Donatella Versace described her autumn/winter 2022 show as “an elastic band pulled tight and about to snap back with a build-up of energy”. It was an accurate illustration of how the hyper-glam Versace woman she designs for must feel after two years of horrors like “homecore”, “comfort-wear”, and “WFH dressing”. This collection was the antidote: a tailored, corseted, mini-dressed punch of power to the post-pandemic wardrobe, presented on a shiny red runway with a brilliant original soundtrack that mixed what sounded like Versace’s voice with a throbbing and electrifying beat.

Tailoring was amplified

For its expert dressmaking, the Versace collection was an exercise in perfecting a few simple elements.
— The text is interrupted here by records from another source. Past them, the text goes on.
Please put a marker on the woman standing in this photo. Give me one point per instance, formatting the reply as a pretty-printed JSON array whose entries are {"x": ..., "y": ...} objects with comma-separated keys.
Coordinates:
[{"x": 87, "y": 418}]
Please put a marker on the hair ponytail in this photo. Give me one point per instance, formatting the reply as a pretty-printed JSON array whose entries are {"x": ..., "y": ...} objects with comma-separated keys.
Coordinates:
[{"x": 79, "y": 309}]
One was tailoring: Donatella broadening the shoulders and cinched the waists of suits with voluminous trousers, evoking ’80s power dressing through an amplified lens. Skirt suits in tailoring fabrics juxtaposed a skimpy hemline with big, boxy blazers cut at the same length, while skirt suits in tweeds unravelled at the hems in a polished punk way. Throughout, she stuck to her magic body grammar, accentuating shoulders, waist and hips.
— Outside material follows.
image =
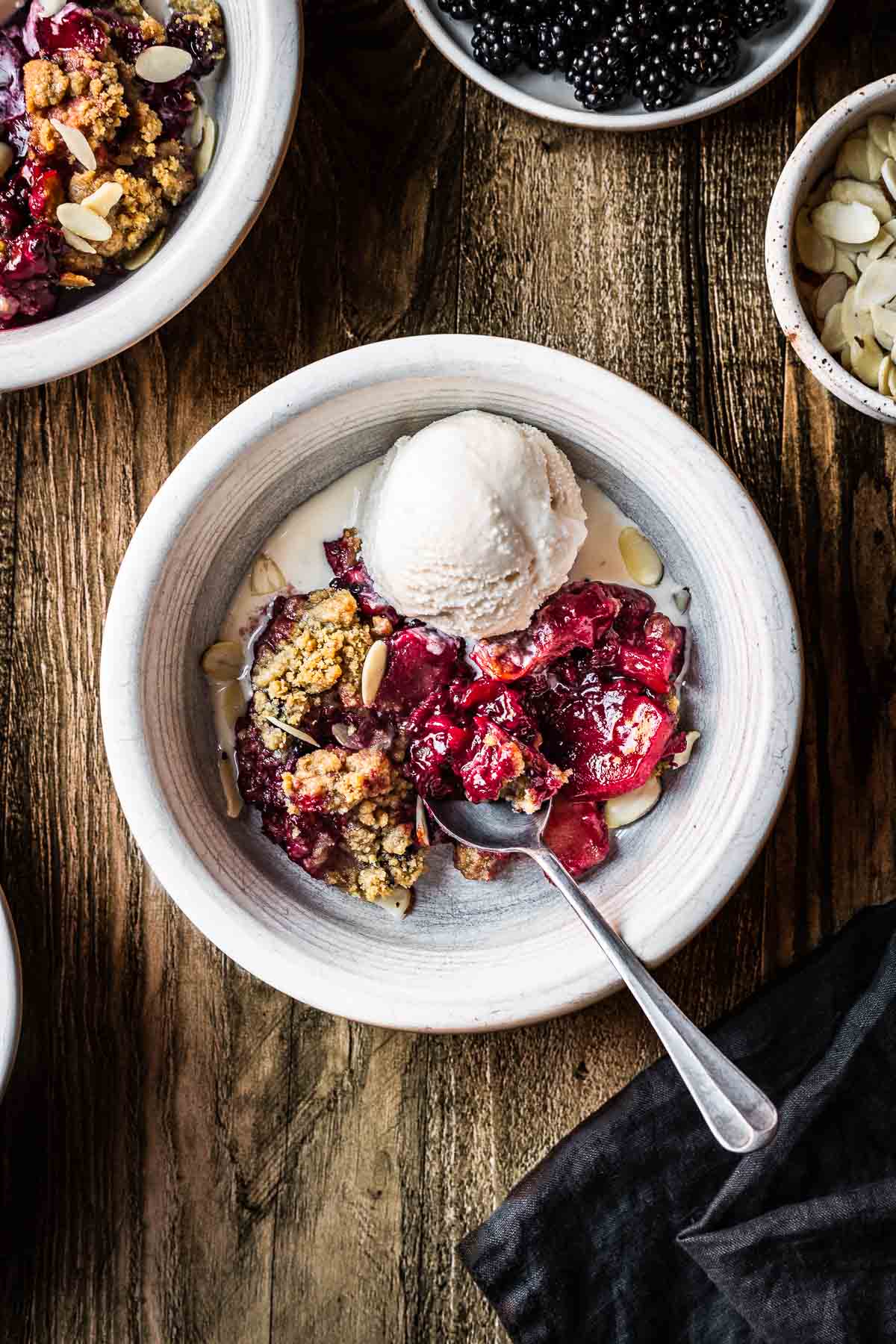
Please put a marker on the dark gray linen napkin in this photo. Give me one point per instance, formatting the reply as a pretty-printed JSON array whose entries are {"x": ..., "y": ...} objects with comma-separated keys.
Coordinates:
[{"x": 638, "y": 1228}]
Corsets were worn throughout

Nearly every look was based on a corset: as minimal bustiers worn on their own; embedded in mini and ankle dresses; as bustiers in tailoring fabric that matched sartorial trousers; built into wool and rubber coats; evoked within long-sleeved dresses as if a waspie had been styled over them; and – most ingeniously – structured into the waist of a puffer jacket that ballooned over it. If the silhouette those corsets created didn’t already make Versace’s models pose up a storm, Donatella underpinned her looks with skin-tight rubber tops and polished latex leggings, cementing the boudoir mood of the collection.

Coats were in focus

While the show spoke the language of boudoir dressing (and undressing), it played as much with notions of the very covered-up. In that sense, it was as much a collection for coat fetishists as regular ones, especially when Versace flexed her tailoring muscle in oversized, ankle-length silk-satin coats in the gem colours of lingerie, the coat that hybridised a black duffle with the scarlet sleeves of an aviator jacket, or the wildly graphic faux fur intarsia coat in pistachio green with pink and black stripes.

Accessories drew on boudoir classics

As the show finished, screens in the centre of the runway went up to reveal Versace’s illustrious cast posing like the ’80s never ended. “Girls like Avanti, Anyier and Tilly perfectly represent a Versace with new generation attitude and they champion diversity. They embody the energy running through the collection and the looks built on contrast and tension,” Donatella said. Their legs were wildly elongated by her stacked platform heels and high boudoir stilettos with ankle straps, while the show’s ladylike Betty Page eroticism was backed up by neat leather handbags with gold chains.